As stated above, the business part of the taxpayer’s home must be used regularly and exclusively for business purposes. Regular use requires that the taxpayer use the home office on a regular basis. For example, it will be easier for a taxpayer to prove regular use if he or she uses the home office to meet with clients on a daily basis, rather than only once a month.

Exclusively means that the taxpayer cannot use the office for any other purpose besides business purposes. Other uses (such as personal use), even on a de minimis basis, may prevent a taxpayer from claiming the home office deduction. To meet the exclusive requirement, it is not necessary for there to be a permanent partition (such as a wall) between the space used for business purposes and other areas of the house. However, it will generally be easier for a taxpayer to prove the exclusive requirement if the business space is separated from other areas by walls, a door or a curtain. If the home office is open to other family members (for example, a desk and file cabinets that are set up in a section of a living room), it may be difficult for a taxpayer to claim the home office deduction. Under IRC section 280A(c)(2), there is an exception to the exclusive use requirement for areas of a home used to store inventory. In addition, under section 280A(c)(4), the exclusivity requirement does not apply to use of parts of a home as a day care facility.

If the taxpayer is an employee (and not self-employed), the business use of a home must be for the convenience of the employer. It is not enough for a home office to be merely helpful to the employer. Whether a home office is for the convenience of the employer is based on all the facts and circumstances.

The taxpayer can choose how to measure the portion of the home that is used for business purposes and is eligible for a deduction. The taxpayer may select the determination based on square footage or on the number of rooms. For example, suppose the taxpayer owns a home with 10 rooms and uses 2 of those rooms exclusively and regularly as a principle place of business. The taxpayer will be able to deduct one-fifth of the total expenses as expenses relating to the business use of a home.
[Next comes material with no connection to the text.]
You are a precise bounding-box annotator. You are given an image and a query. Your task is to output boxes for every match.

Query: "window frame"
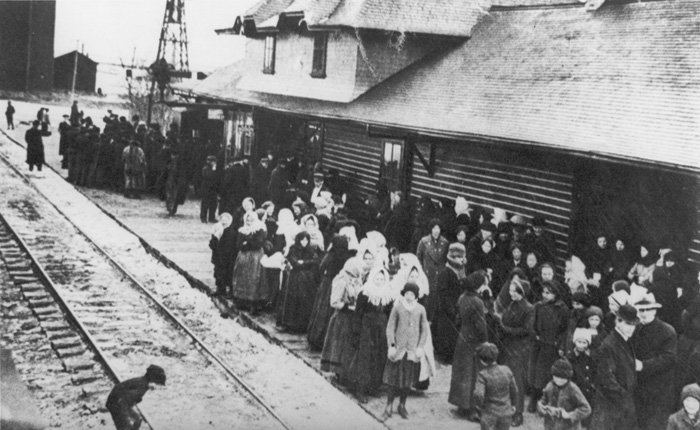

It is important for the taxpayer to maintain adequate records to substantiate deductions related to his or her home office expenses. The taxpayer should keep cancelled checks, invoices, receipts and other records that show expenses related to the home office. The records should show the part of the taxpayer’s home that is used for business or trade purposes and the amount of depreciation and other expenses for maintaining that part of the home. Records should also show that the home office was used regularly (for example, documents that show the frequency of client meetings or telephone calls).